On the other hand, Algerians see their French counterparts behind the provocations coming from Paris. InOctober 2019, the Algerian authorities arrested French MP Mathilde Panot in Béjaïa east of Algeria, who, with her deputy Mourad Tagzout, was “meeting the actors of the Hirak popular movement” in this sensitive ethnic area of the country. MP Panot is the Vice-president of the parliamentarian group of the left wing party La France Insoumise

Lately the amateurish motion of the European MP Raphael Glucksmann at the E.U. Parliament suggested calling for a discussion of the current Algerian political situation, which provided a further irritant. Glucksmann headed the Socialist party list in last summer’s European election and he is a French philosopher like his father André  Glucksmann also spoke twenty years ago on Algerian political turmoil and violence, calling the Algerian civilian war “a war against the civilians.” A comment read in Algeria and certain to stir up a bees' nest. 

Further, there were news reports in September 2019  that the preeminent and active French Ambassador Xavier Driancourt in Algiers had requested to be relieved from his position due to difficulties in carrying out his diplomatic mission amid the rising tumult with the Algerian authorities related to  his close ties and contacts with the pro-France political party leaders, elite and the oligarchs from the ex-Bouteflika system. 

President Macron sounds like a pragmatic leader and his foreign policy in the region would not be surreal. This is also a time when the Maghreb countries are enjoying some breeze of freedom and a ray of hope. Presidential and parliamentarian elections in Tunisia in September 2019 sent a strong message to Paris; hence last Thursday’s presidential election in Algiers also, and this time it’s not the “Islamists” who are winning, but the people who are saying "it’s enough" to the French hegemony and contemptuous attitude towards their people and their elected leaders. 

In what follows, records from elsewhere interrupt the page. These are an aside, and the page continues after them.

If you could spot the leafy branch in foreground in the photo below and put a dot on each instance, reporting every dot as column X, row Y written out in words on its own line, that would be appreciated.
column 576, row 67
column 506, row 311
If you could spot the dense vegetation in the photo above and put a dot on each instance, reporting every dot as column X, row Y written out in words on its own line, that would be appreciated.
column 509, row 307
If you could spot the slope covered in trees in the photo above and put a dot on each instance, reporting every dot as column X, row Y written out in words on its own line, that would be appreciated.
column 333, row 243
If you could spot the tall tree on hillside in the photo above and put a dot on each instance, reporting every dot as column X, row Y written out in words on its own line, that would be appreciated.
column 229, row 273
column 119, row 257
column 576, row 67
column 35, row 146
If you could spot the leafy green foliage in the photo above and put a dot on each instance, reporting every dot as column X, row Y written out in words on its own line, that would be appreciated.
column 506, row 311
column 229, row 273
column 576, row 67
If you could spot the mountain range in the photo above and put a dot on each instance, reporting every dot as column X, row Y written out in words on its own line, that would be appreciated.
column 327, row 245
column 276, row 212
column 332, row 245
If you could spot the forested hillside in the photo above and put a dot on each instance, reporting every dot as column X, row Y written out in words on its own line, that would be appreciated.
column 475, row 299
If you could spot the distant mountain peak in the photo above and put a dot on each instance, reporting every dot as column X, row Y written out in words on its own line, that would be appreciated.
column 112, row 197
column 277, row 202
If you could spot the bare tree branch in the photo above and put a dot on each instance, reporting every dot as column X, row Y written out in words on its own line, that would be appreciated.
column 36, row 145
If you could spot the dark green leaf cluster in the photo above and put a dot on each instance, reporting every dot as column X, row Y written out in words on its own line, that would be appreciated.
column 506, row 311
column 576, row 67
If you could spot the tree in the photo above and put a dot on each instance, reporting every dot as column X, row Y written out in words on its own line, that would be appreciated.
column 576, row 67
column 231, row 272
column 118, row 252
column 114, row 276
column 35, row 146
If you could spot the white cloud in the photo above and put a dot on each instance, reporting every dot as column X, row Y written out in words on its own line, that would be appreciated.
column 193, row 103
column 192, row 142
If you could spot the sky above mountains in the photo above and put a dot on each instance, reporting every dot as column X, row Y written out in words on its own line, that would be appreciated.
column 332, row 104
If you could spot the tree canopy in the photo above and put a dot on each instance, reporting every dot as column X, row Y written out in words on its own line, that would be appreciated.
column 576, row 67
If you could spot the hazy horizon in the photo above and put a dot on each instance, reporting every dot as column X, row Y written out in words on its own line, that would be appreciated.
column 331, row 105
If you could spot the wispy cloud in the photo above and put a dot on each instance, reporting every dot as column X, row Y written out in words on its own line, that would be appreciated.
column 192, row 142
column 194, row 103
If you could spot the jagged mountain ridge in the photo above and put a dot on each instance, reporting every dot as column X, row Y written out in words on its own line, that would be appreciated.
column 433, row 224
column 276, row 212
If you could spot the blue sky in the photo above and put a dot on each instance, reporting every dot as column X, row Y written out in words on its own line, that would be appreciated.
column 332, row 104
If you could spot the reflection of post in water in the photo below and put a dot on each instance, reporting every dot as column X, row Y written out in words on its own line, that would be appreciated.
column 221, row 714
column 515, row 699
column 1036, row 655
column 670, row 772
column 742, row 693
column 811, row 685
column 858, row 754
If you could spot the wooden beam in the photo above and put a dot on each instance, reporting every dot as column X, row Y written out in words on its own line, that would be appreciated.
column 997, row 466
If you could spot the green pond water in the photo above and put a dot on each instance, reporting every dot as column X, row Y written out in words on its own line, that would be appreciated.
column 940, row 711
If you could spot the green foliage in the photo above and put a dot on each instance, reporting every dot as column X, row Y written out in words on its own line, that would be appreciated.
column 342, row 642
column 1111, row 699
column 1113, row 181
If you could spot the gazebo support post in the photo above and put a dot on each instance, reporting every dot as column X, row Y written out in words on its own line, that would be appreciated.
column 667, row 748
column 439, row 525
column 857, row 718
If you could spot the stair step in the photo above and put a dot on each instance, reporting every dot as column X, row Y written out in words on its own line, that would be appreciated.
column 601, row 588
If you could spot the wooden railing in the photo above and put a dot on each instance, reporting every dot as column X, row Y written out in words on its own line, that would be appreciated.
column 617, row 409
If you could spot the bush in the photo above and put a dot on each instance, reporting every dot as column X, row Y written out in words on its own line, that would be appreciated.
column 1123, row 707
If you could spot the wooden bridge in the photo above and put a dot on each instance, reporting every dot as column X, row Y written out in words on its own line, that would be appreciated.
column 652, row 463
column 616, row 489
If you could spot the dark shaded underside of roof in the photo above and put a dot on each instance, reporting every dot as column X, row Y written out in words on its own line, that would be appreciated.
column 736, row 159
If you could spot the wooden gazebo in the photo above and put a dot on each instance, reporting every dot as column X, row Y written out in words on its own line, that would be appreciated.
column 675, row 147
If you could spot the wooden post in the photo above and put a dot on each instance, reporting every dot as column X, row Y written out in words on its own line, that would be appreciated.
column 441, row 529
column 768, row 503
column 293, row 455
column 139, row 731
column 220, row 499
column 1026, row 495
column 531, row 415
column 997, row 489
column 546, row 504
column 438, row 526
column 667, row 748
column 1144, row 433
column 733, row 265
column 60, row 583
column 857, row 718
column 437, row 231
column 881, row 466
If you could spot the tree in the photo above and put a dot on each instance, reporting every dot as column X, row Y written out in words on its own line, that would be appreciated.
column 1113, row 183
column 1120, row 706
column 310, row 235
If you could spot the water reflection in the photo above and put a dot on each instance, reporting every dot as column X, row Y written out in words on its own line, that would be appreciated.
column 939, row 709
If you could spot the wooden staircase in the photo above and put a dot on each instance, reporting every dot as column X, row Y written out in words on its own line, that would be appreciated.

Paris should approach all these disturbances in the Maghreb region with a strategy aimed at stabilization of the countries, intelligence, military and law enforcement cooperation, and more importantly, an economic agenda to contain the exodus of illegal immigration (haraga) and migrants. Eventually it will help the region's leaders launch the U.M.A. (Arab Maghreb Union) to obtain a cohesive foreign policy based on partnership. This partnership would be not only with Paris, but on a regional level with Brussels as well. Regional leaders are still taking an idea to “act” from the election of President Abdelmadjid Tebboune like President Macron who took “note.”

Whatever President Macron's new Algerian foreign policy will be with the administration in Algiers (civilians or military alike), he should focus on the historical relations between the two countries. Algiers has more room today to diversify its foreign policy under the new determinants with new partners like Turkey for instance. Also, Algiers’ foreign policy in light of the tri-polar system of Washington, Moscow and Beijing, would irritate the soft liberal French President, whose foreign policy looks like his domestic policy, forgot in terms of foreign policy. This could be described with the statement, "There are neither foes nor friends, only interest." as General De Gaulle put it.  

Despite these dramatic political shifts in Paris’ foreign policy, the national security question caught him in the middle of his term, so he should re-orient his focus on a "war on terror" à la Bush. Hence his ‘herculean’ project of “rebuilding” the Sahel and finding a new paradigm in his Sahel foreign policy was an "all-bets-off" endeavor for a determinant President like President Macron. 

His Libyan policy, however, is a quagmire, which has caused France a lot of damage in the region he should consider Algeria, as a full sovereign country if he wants to stop the leak of troubled waters under the paper bridge.